Anxiety can heighten this psychological response. In a 2008 study, participants were randomly assigned to think about hazards beyond their control (e.g., vehicle accidents) or other negative but controllable events. In a subsequent, seemingly unrelated, context, participants who were reminded of uncontrollable hazards believed more strongly that the presidential candidate they opposed (Barack Obama or John McCain) was working behind the scenes to illegally influence the election (e.g. by tampering with voting machines).

These findings suggest that attributing misfortunes to an unseen enemy or network of enemies can help people cope with feelings of lack of control in their lives. In an election held during a pandemic, that urge may be particularly strong.
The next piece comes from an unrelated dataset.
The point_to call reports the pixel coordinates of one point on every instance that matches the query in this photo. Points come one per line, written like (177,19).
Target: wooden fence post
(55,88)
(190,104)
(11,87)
Finally, the third characteristic of the election fraud narrative is that it’s laden with arguments that cannot be tested by evidence. Political and social ideas that cannot be tested by evidence tend to have a stronger psychological advantage. For example, the view that “same-sex parents are bad because their children will have behavioral problems” can be tested and refuted or supported by evidence while the view that “same-sex marriage is bad because it is immoral” is not subject to such testing. Under threat, people adopt untestable ideas more readily and defend them more vigorously.

Interestingly, the rhetoric surrounding election fraud has become more immune to testing over time. Consider the “deep state” specter. Such a covert enemy can never be interrogated or investigated. To someone convinced of its role in the election, not finding any trace of its involvement is only more evidence of its cunning. Those who insist the election was stolen by the deep state can tell themselves no one can prove them wrong.

Trump’s stolen election conspiracy is so dangerous because it plays to people’s deep-rooted need for order and control and is impervious to arguments based on evidence. The result of all this? Trump’s supporters can feel safe investing in this narrative — and may well continue fighting zealously for it long after Biden takes office.

Aaron C. Kay is a professor of management and psychology at Duke University Fuqua School of Business. Mark J. Landau is a professor of psychology at the University of Kansas.